The U.S. District Court for the Southern District of New York ordered Jason Sugarman to pay $10.2 million for his alleged role in a scheme to steal money that was meant to be invested in Native American tribal bonds.
Sugarman and his partner, Jason Galanis, acquired control of two investment advisory firms so they could use client funds to purchase $43 million of tribal bonds, according to a complaint filed by the Securities and Exchange Commission. While the proceeds were supposed to be invested in annuities that would benefit the tribal corporation and repay bondholders, the SEC alleged that Sugarman and Galanis instead used the money to acquire foreign insurance companies.
“In its wake, the scheme left the investment advisers defunct, the European insurer in administrative receivership, the Bermuda insurance holding company delisted from the Bermuda Stock Exchange, the Native American tribal corporation nominally indebted for $60 million, and the pension funds with a $43 million investment in worthless securities,” the SEC alleged in its complaint.

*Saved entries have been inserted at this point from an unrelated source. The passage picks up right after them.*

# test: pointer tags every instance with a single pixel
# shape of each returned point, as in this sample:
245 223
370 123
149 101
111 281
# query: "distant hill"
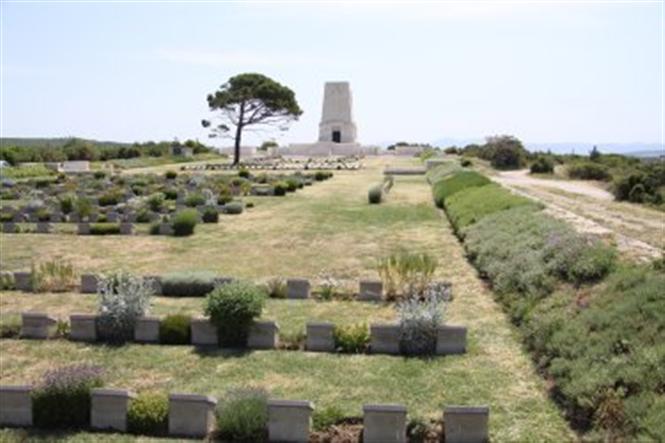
632 149
53 142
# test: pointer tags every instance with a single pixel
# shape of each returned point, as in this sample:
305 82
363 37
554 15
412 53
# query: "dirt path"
638 231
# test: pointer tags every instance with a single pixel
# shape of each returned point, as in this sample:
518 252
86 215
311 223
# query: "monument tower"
337 124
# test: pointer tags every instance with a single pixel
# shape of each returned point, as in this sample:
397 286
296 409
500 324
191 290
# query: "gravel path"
638 231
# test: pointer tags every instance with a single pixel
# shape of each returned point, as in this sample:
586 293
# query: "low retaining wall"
192 415
263 334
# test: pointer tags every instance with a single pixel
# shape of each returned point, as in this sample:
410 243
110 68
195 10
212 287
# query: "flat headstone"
37 325
289 420
9 227
385 338
297 288
44 228
466 424
384 424
83 327
23 281
15 406
370 290
83 229
320 337
165 229
108 408
191 415
89 283
451 340
204 333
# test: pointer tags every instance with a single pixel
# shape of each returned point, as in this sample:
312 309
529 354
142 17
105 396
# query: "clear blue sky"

The $10.2 million in disgorgement, interest and penalties resolves the charges without Sugarman admitting or denying the SEC’s allegations. Sugarman did not respond to email requests for comment.
The decision follows the SEC’s case against eight other participants in the scheme and criminal indictments against seven of those defendants, including Galanis and Devon Archer, the former business partner of Hunter Biden. Galanis, whom Forbes once dubbed “Porn’s New King,” pleaded guilty to securities fraud and is serving 15 years in a minimum security prison in San Pedro, California, according to Los Angeles Magazine.
Sugarman is a minority owner of the Los Angeles Football Club and the son-in-law of Peter Guber, the owner of the Los Angeles Dodgers. Sugarman is also connected with a Los Angeles Police Department investigation into the disappearance of Heidi Planck, an employee of Sugarman’s firm, Camden Capital Partners, who has been missing since 2021.